Mittlerweile zum Bundeskanzler aufgestiegen, kontrolliert er damit praktisch ganz Deutschland sowie die Gedanken der Deutschen.
Doch womit er nicht gerechnet hat, ist, dass es immer mehr Intolerante gibt, die gegen die Nanos immun sind. Diese sind natürlich gefürchtet und werden gnadenlos verfolgt und weggesperrt – offiziell, um diese zu heilen. Einer von ihnen ist Malek Wutkowski, ein ehemaliger Sträfling, der nun auf der Flucht, in eine Widerstandsgruppe gelangt, die Kehlis stürzen will. Doch wie sie schnell herausfinden, nimmt Kehlis Größenwahn immer absurdere Züge an und damit auch die Möglichkeiten, die sich aus den Nanos ergeben.

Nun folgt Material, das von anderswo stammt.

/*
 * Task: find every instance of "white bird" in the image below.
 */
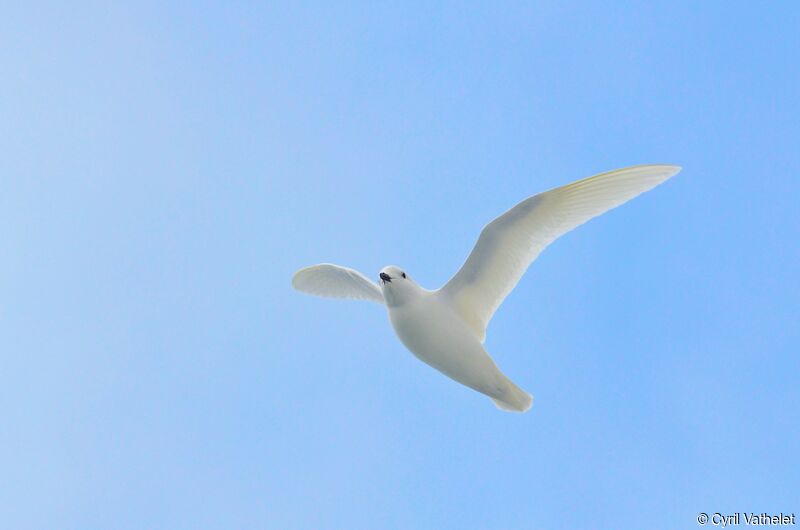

Ein spannendes und gefährliches Gedankenspiel, dessen Relevanz größer denn je ist
Beängstigend – das ist wohl das erste Wort, das einem nach Beenden dieses Buches einfällt. Gleichzeitig motiviert es zum Recherchieren und Nachlesen, wie weit die Nanotechnologie bereits Einzug in unsere Gesellschaft gefunden hat. Dabei kann sie offenbar verschiedene Aufgaben übernehmen, von der besseren Vitaminzuführung, über die Veränderung von Nahrungsmitteln bis zur Verpackung empfindlicher Lebensmittel. Die Frage ist nur: Was können Nanos anrichten?
Leibig hat dieses Thema sehr radikal formuliert und in Buchform gebracht. Schonungslos hält er einen Thriller vor Augen, der Menschen durch Nanos zu willenlosen Geschöpfen mutieren lässt, denen selbst Empathie gegenüber geliebten Menschen verloren geht, wenn diese als Intolerante abgeführt werden. Dabei hat er eine plausible, wenngleich verstörende Gesellschaft geschaffen, die an Stasizeiten und Schlimmeres erinnert.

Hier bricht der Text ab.